Sweetness meant many things to me. It meant having a good home, a nice family to live with, and friends who would be there for me. But it also meant having an identity and being clear of who I was, not who I was supposed to be, but who I wanted to be: me, myself, and I.
One day, I came across a box of twinkies and wondered what it would taste like and fawned over its appearance on the box. It was a yellow muffin-like bread filled with a different kind of filling inside. The filling was a creamy, white cream, reminiscent of whipped cream or just white frosting.
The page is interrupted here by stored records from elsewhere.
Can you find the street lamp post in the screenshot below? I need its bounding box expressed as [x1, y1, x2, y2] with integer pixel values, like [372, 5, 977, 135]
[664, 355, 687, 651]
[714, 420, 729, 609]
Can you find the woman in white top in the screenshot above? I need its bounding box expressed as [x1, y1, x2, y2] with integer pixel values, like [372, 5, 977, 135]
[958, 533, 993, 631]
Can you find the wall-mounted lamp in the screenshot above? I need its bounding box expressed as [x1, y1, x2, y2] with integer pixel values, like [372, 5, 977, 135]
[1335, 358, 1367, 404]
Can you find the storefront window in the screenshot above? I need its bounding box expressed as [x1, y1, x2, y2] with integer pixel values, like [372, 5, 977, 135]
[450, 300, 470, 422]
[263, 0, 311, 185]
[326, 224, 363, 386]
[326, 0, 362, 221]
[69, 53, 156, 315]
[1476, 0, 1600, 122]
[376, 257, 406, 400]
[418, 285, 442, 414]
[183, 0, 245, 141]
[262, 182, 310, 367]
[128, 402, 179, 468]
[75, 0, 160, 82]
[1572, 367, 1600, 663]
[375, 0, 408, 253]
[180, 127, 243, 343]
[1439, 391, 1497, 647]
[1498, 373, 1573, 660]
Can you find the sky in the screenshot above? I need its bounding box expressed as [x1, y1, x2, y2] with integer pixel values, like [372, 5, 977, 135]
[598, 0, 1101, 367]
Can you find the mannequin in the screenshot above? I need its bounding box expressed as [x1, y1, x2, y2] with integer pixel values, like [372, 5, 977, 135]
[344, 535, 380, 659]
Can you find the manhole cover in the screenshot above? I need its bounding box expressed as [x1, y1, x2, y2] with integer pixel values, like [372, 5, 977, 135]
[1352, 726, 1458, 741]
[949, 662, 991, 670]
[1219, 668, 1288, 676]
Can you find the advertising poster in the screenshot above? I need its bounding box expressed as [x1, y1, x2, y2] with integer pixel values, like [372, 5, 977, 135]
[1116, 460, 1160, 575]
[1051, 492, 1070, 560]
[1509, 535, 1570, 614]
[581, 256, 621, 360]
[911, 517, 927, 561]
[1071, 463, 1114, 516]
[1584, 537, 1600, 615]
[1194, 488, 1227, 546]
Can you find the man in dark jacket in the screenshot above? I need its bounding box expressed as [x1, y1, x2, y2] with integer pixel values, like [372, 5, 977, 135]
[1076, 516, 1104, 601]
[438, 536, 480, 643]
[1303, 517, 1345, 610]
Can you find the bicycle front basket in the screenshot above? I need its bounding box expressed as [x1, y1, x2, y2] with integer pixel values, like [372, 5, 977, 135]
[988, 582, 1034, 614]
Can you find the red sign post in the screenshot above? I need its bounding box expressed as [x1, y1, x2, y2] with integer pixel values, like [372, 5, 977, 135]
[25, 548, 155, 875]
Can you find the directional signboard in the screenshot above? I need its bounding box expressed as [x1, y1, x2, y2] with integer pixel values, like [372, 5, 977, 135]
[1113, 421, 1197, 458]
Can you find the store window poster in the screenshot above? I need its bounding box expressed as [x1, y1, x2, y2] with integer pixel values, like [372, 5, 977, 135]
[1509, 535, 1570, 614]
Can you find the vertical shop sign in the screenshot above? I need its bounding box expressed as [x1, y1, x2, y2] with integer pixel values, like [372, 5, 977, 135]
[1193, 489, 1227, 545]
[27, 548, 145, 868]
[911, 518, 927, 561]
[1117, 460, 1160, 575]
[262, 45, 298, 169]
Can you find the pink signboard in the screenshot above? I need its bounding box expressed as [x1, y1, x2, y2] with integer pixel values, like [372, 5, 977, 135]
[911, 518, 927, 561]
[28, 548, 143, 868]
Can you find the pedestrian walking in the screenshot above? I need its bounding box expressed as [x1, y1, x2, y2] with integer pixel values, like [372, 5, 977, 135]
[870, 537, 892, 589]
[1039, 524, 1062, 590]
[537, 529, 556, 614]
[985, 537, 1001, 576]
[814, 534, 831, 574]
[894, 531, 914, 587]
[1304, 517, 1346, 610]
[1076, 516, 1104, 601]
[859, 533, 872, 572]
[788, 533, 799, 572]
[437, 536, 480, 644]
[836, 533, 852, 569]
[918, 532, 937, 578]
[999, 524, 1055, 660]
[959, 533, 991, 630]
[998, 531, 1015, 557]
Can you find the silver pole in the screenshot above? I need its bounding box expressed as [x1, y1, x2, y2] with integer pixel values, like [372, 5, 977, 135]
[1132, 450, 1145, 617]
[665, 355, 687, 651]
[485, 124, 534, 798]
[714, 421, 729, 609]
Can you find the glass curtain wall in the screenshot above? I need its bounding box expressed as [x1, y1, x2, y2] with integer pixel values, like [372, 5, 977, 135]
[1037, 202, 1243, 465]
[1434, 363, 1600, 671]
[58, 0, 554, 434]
When I first saw the twinkie, I was intrigued. I didn’t know such a cake existed and even had the urge to try one. The twinkie had just the right amount of sweetness I was looking for and hoped to have when I grew up and became an adult. It had an abundance of a sugary sweet taste that immediately made me think of something that was intended to bring others sweetness and sweet feelings when they ate it. But this was before I found out the slang, “twinkie” that also had its own meaning and layer of existence.
Little did I know when I became a little older, that “twinkie” could also refer to a person, especially a young person who is trying to figure out their identity. I came across the word again in Urban Dictionary, where I realized that it also meant a person who was “yellow” on the outside, and “white” on the inside. This raised a lot of questions for me when I found out that “twinkie” also had this other meaning. Was this intended? Did people really feel this way? And most importantly, could I become a “twinkie”?
Learning that “twinkie” had another meaning besides its sweet, bakery-friendly one, made me think about my identity and what it meant to be “myself” without any filters or facades necessary. Identity was already a huge thing and adding a specific word to describe one’s identity added another layer (no pun intended).
An asian who is yellow on the outside but white in the inside (“Twinkie.” Urban Dictionary, https://www.urbandictionary.com/define.php?term=Twinkie.)
Being an “asian who is yellow on the outside but white in the inside” equated to the soft yellow cake I had memories of when I was a little girl. I realized how confused and even frustrated I had felt with the term being used to describe people who had trouble fitting into a certain box. The fact that a term like that even existed disgusted me and made me regret even trying to find out if the innocent yellow cake filled with white cream filling had any other meaning.
I realized how much I wanted to throw away and destroy every one of these yellow cakes filled with cream, when I saw them. Finding out how these cakes filled with a childhood memory and sweetness could have this dark meaning of referring to someone who was having trouble finding their identity, made me want to cry and forget how happy I felt when I first took a bite out of this twinkie.
But it was not long until I met other “twinkies,” in school that I realized that the “twinkie” experience wasn’t a completely bad thing. “Twinkies” may struggle with their identity sometimes, if not all the time, but they still have human experiences, feelings, and emotions, and ideas that they want to share with the world one day. Maybe being twinkie meant I was “struggling” with finding myself and who I am in this world. But it also meant I belonged with a group of people who were also going through the same thing, trying to figure out where they stand, one day at a time.
I eventually came across a box of twinkies again at a store one day. This time, the feeling was different. I knew what I was seeing, both the actual definition and the hidden meaning behind it. I grew fondness for this yellow cake filled with white cream filling. Not just for its taste, but also for the sweetness and hope it carried with its hidden meaning of people trying to find themselves and who they are, even if it’s at the cost of a small cake people would see at a grocery store.